Against Immediacy: When we see a literal representation of a starvingchild or an act of brutality in somebody's documentary, images we believe to be real, we are so struck by the immediacy of the horror that we have to act fast to assimilate it into our sensibilities. Moral indignation: someone should help those people, or that policeman should be held responsible. Altruistic resolve: next year we can't forget to give to the United Fund.
The difference between such immediacies in Real Life and in a movie theatre is of course quite vast. Where-as the direct witness to an atrocity defines his relation to it in terms of action, the spectator of an alienated "reality"-deached from its physical context-can only define his attitude, a situation that gives rise to the impotence of liberal guilt and its sublimation on the level of a vague idealism.
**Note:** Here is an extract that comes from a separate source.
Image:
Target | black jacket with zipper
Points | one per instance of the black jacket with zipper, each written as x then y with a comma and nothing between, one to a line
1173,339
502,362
Effective and detached political analysis is swept aside as pure intellectualism, heartlessness. And the underlying material determinants remain obscured.
As Godard maintains, the immediate image is merely "the reality of the reflection," an ambiguous appearance that could have been caused by anything (including the camera), that leads to no clearer understanding of "reality" because it neglects answering the question "why?" So what about La Hora de los Hornos? How do its documentary images treat the question of causality and discredit surface verities?
Class Images: Solanas' principal means of demystification is the division of images along class lines. Structurally this entails assailing immediacy by placing all elements within a context of material contradictions, a dialectical syntax already discussed. On the level of individual images-the sign-system-class division means that appearances possess abstract class associations and at the same time serve as concrete receptacles for the ideology presented by the sound-track. These images are not called upon to reproduce reality, but to act as models used in discussing, describing, criticizing reality. Rather than collecting a predominance of "convincing" visual examples of the system's brutality-Newsreel-like riot footage, malnutrition scenes, etc.-Solanas concentrates on the brutality (or ease) of everyday class life, presenting images of the human recipients-victims of profiteers-by the logical extension of the system's statistical inequalities being considered. These class depictions (signs) are designed to mediate larger social contradictions to a concrete, human, class-as opposed to a "realistic" individual-level.
Believing in the redemption of physical reality, then, is not at issue in La Hora de los Hornos, since no such feat is attempted. The images generally stand in a disembodied, figurative relation to the sounds doing the analyzing. Rather than extending these specialized intellectual principles into a Godardian dialectic within every element, Solanas chooses a sign system appropriate to his own country's situation, images most intelligible and applicable to the practical revolutionary concerns of the oppressed.